Capital gains tax on shares sold outside an ISA is currently charged at 10 per cent or 20 per cent depending on your income tax band.
But the Liberal Democrat peer and former Thatcherite minister predicted that a Keir Starmer-led government would align capital gains tax (CGT) with income tax and introduce a new top rate of 60 per cent — dealing a massive blow to armchair investors and entrepreneurs alike.
Lord Lee told the Investing Reviews Podcast this morning that “the big danger from an investor’s point of view is that if you get a Labour administration with a substantial majority – even a moderate Labour administration – and it ends up being pressured by the left-wing of the party to tax more heavily those with money.”

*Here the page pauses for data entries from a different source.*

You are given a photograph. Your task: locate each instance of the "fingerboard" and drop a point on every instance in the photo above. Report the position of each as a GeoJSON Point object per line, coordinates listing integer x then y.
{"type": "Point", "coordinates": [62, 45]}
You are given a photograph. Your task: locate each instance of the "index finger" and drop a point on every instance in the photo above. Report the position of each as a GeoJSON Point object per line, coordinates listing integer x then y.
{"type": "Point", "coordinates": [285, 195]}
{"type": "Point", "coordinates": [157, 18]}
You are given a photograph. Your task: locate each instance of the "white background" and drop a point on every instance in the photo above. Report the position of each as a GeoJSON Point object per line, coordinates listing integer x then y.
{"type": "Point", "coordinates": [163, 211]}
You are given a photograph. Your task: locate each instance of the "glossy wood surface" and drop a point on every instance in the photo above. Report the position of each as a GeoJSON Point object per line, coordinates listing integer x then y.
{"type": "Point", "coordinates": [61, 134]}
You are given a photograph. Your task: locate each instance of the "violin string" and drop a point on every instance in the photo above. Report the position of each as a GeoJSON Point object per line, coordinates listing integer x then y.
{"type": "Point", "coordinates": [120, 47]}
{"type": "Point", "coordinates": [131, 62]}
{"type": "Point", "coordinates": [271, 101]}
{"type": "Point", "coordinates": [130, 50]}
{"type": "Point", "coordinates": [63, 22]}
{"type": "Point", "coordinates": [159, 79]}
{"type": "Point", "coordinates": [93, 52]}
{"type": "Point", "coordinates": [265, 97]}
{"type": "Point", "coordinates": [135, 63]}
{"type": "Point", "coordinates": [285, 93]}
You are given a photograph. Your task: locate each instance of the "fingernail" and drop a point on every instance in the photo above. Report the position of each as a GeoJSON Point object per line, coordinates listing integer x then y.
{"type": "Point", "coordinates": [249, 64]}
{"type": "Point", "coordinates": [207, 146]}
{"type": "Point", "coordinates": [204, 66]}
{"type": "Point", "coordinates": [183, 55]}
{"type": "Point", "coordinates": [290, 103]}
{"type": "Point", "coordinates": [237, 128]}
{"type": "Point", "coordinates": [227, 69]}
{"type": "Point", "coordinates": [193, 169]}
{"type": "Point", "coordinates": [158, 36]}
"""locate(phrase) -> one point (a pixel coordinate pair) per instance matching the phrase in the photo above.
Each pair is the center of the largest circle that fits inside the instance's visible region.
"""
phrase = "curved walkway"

“We would then get an increase in the top rate of income tax to 55-60 per cent and I think capital gains tax would rise to that figure also. So we would get a substantial increase in the level of capital gains tax.”Lord Lee
“In my judgement, investors who are sitting on gains not protected in an ISA – or something similar – have to seriously think about taking their profit now, and taking the current lower capital gains tax on the chin rather than risking a Labour government two years down the track, when you could be paying a much higher rate of capital gains tax,” the City insider said.
In 2003, Lord Lee became Britain’s first ISA millionaire on contributions of just £126,200 made over 15 years. Earlier this year, HMRC revealed ISA millionaire numbers had grown to 2,000.
Lord Lee fears a future Chancellor may consider placing a ceiling on ISA savings, though he predicted the tax exemptions on money already invested would remain.
He said: “I can’t think there would be any changes retrospectively because ISAs were sold specifically as tax free wrappers and the outcry would be massive if the government tried to claw back the benefits retrospectively.
However, it may well be that an incoming Chancellor might restrict how much people can put into ISAs. That’s a different matter and a distinct possibility.”